Commerce and Industry Minister Piyush Goyal on February 19 exuded confidence that the Reserve Bank will cut interest rates as inflation is under control.

The RBI has been maintaining the benchmark interest rate at an elevated level of 6.5% since February 2023.

Mr. Goyal said that the economic fundamentals of the country are strong and inflation is under check.

He said that the average inflation of 10 years in India is about 5 to 5.5%.

It was the best-performing decade and because of that, the interest rate came down “dramatically” and the central bank was strengthened and had the ability to bring down the interest rate.

“Of-course in the last year and a half, post Ukraine-crisis, interest rates have again gone up by 250 basis points. But now that inflation is pretty much in control, I suspect we will soon see the reversal of the rate hikes starting in India, whether it happens in the next or the second monetary policy from now. I think it’s only a matter of time,” Mr. Goyal said.

In case the Reserve Bank goes for a reduction in the key short-term lending rate (repo), the cost of borrowings both for corporate as well as individuals, will go down, and hence EMIs.

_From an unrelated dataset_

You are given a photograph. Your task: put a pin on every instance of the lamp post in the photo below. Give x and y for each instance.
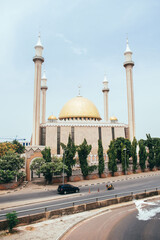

The RBI on February 8, for the sixth time in a row, left the key policy rate unchanged at 6.5%, which may keep the cost of borrowings for both individuals as well as corporates largely stable, and lowered the retail inflation projection to 4.5 per cent for next fiscal.

The next bi-monthly monetary policy will be announced on April 5.

The consumer price index was 5.1% in January, down from 6.525 in January 2023.

The wholesale price index (WPI)-based inflation eased to a three-month low of 0.27% in January, mainly due to moderation of food prices, including vegetables.

The minister was addressing 35 journalists from 19 Latin American and Caribbean countries here.

He also said that the government’s ambition is to increase the current $3.7 trillion economy to be a $30-35 trillion economy by 2047.